Risk of pancreatitis and pancreatic carcinoma for anti-diabetic medications: findings from real-world safety data analysis and systematic review and meta-analysis of randomized controlled trials

The existing evidence from pre- and post-marketing studies is conflicting on the risk of pancreatic events for anti-diabetic medications.

A retrospective case/non-case study was conducted by using spontaneous reports on pancreatic events for anti-diabetic medications from the FAERS and VigiBase. Proportional Reporting Ratio (PRR), Reporting Odds Ratio (ROR), and Information Component (IC) were calculated by a disproportionality analysis. Furthermore, PubMed, Google Scholar, Scopus, and ClinicalTrials.gov were systematically searched for RCTs on anti-diabetic drugs with pancreatic outcomes.

FAERS data analysis found strong signals on incretin mimetics causing pancreatic events, with sitagliptin having the highest risk [PRR = 24.2, lower bound (LB) ROR = 24.4, IC₀₂₅ = 4.4 for pancreatitis, and PRR = 15.4, LB ROR = 14.9, IC₀₂₅ = 3.8 for pancreatic carcinoma]. Empagliflozin was the most pancreatitis-risk SGLT-2 inhibitor [PRR = 4.0, LB ROR = 3.5, IC₀₂₅ = 1.8]. VigiBase reiterated these findings and identified some new signals for novel anti-diabetics. Meta-analysis revealed that the incidence of pancreatitis and pancreatic carcinoma with anti-diabetic medications was insignificant. However, compared to placebo/active comparator, gliptins had a higher risk of acute pancreatitis (OR 1.44; 95% CI 1.03, 2.01; P = 0.03).

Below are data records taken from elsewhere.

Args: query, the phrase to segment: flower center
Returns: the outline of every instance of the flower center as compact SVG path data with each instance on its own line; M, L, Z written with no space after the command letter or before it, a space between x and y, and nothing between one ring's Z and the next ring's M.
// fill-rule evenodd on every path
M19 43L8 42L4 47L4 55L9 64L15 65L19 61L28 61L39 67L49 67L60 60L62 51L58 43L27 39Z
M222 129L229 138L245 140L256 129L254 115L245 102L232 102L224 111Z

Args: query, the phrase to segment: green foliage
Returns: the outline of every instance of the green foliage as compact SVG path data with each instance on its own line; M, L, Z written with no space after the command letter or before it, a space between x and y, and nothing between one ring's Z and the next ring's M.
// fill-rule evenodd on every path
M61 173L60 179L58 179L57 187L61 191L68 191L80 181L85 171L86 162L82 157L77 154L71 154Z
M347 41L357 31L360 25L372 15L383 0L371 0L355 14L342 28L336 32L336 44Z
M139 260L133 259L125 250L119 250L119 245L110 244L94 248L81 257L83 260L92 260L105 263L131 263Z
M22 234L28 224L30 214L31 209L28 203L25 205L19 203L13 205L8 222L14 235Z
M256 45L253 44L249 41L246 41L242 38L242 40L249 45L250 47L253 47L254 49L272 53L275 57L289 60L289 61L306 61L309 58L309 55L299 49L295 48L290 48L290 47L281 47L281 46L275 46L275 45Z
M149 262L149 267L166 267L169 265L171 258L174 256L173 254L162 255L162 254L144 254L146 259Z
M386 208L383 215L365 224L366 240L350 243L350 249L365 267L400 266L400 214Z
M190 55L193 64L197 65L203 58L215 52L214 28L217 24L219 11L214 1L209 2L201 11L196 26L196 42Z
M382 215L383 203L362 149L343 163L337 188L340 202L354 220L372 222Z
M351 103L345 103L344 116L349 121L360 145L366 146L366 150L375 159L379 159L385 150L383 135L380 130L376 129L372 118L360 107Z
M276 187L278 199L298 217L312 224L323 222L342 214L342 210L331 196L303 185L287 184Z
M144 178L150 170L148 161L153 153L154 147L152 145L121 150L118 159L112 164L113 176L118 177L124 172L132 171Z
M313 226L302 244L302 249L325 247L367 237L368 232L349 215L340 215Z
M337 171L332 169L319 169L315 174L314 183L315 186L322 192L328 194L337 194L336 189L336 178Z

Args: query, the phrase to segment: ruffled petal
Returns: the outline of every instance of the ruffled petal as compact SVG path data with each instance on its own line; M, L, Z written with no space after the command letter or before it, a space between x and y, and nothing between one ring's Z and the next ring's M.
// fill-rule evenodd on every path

Evidence from the post-marketing safety data analysis identified a strong association between incretin mimetics and pancreatic events. Fewer events in RCTs may justify insignificant meta-analysis results.

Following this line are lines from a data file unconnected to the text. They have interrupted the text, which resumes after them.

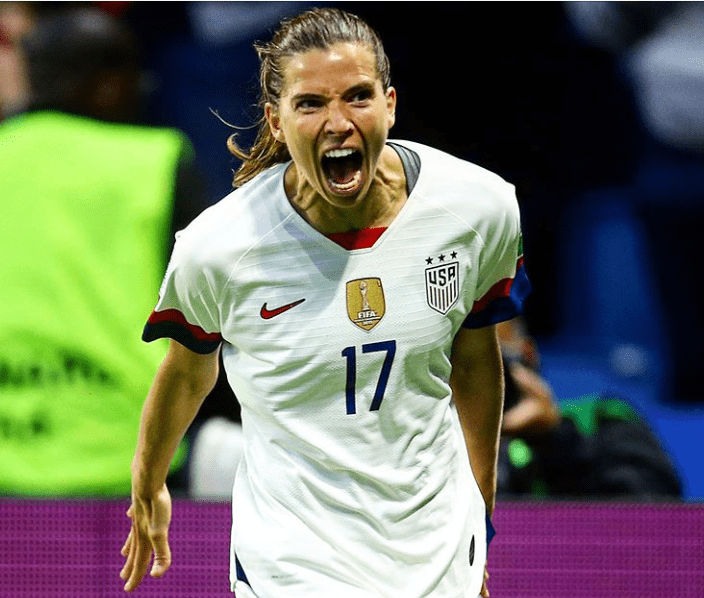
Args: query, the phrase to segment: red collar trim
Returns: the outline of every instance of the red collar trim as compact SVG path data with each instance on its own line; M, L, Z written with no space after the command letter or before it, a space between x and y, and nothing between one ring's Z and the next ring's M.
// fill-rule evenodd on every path
M369 249L384 234L386 228L385 226L363 228L362 230L351 230L346 233L332 233L327 235L327 237L347 250Z

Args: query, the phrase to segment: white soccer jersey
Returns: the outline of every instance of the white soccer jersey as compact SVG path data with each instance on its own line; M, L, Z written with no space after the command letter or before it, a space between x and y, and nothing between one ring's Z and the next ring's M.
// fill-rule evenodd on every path
M397 143L420 171L373 246L313 229L273 167L178 235L145 331L200 352L224 341L245 435L231 579L259 598L479 593L485 505L453 426L450 349L461 326L517 313L518 208L496 175Z

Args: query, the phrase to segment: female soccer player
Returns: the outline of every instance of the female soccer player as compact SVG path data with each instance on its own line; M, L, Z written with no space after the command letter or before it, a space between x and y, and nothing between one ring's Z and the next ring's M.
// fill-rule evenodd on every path
M152 576L170 565L166 474L222 348L245 435L239 598L475 598L503 401L494 324L527 291L513 187L387 139L388 60L355 16L306 12L257 49L258 139L231 144L237 189L177 236L145 328L171 343L133 461L125 588L152 553Z

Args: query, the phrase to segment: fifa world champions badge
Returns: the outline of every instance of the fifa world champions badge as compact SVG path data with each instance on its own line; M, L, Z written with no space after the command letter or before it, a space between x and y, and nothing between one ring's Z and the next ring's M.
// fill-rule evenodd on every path
M452 261L446 261L448 257ZM450 256L441 254L426 260L428 265L439 262L425 269L425 295L428 305L443 315L460 296L460 264L454 259L456 257L457 252L453 251Z
M386 313L384 289L379 278L358 278L347 283L347 315L363 330L371 330Z

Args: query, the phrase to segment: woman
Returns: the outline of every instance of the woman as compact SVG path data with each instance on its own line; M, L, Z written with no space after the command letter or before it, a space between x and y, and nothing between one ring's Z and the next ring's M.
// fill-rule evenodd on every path
M513 188L387 141L396 92L356 17L304 13L258 51L258 140L234 193L178 236L145 329L172 340L133 462L125 587L152 552L153 576L170 564L164 480L222 346L245 435L233 591L474 598L503 400L493 324L527 290Z

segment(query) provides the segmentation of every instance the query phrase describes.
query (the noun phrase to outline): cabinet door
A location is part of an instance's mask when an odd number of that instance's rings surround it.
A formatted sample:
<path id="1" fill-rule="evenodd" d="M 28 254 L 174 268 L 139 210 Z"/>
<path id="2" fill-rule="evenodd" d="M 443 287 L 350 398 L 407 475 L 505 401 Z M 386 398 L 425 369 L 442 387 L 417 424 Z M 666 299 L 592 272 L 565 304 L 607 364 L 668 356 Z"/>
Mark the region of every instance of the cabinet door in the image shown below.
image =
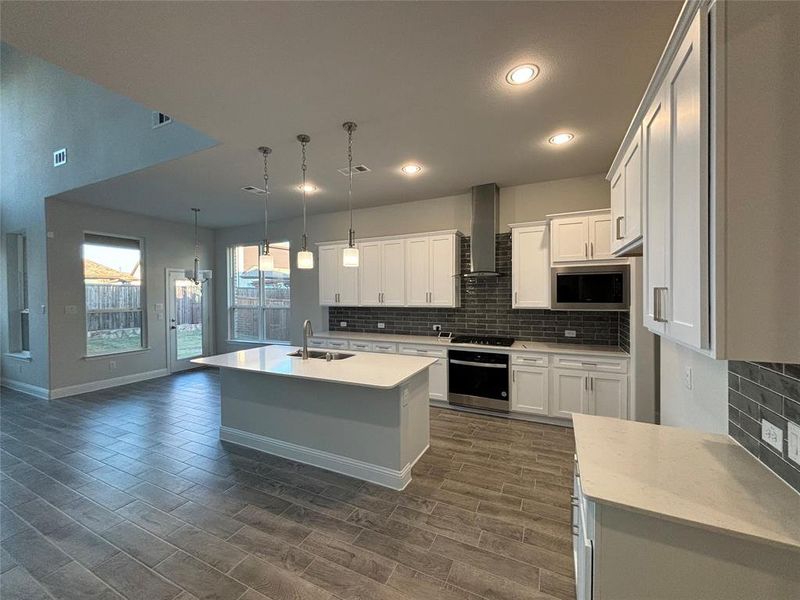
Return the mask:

We conducted this research to identify the risk of pancreatitis and pancreatic carcinoma among anti-diabetic medications from pre-and post-marketing evidence available from clinical trials data and pharmacovigilance databases ;(FAERS, VigiBase). A disproportionality analysis of pharmacovigilance data was done to statistically check whether the selected drug-event pairs were frequently reported from the database (known as a ‘signal’). We performed further signal refinement analysis using OpenVigil 2.1 on the generated signals to check whether the signal sustains even after removing co-prescribed medications possessing the same risk and then followed by the systematic review of randomized controlled trials for evidence generation regarding the pancreatic safety of the medications. The findings from real-world data indicated that, among all anti-diabetics, incretin mimetics and sulfonylurea compounds produced signals for both pancreatitis and pancreatic carcinoma. Notable pancreatitis risk was also identified from newer anti-diabetics like SGLT-2 inhibitors. The findings from the meta-analysis of clinical trials indicated a 44% risk of DPP-4 inhibitors in causing acute pancreatitis and a 60% risk of GLP-1 agonists in elevating the lipase level, compared to placebo/active comparator. Thus, the study raises concerns about reducing or preventing the risk.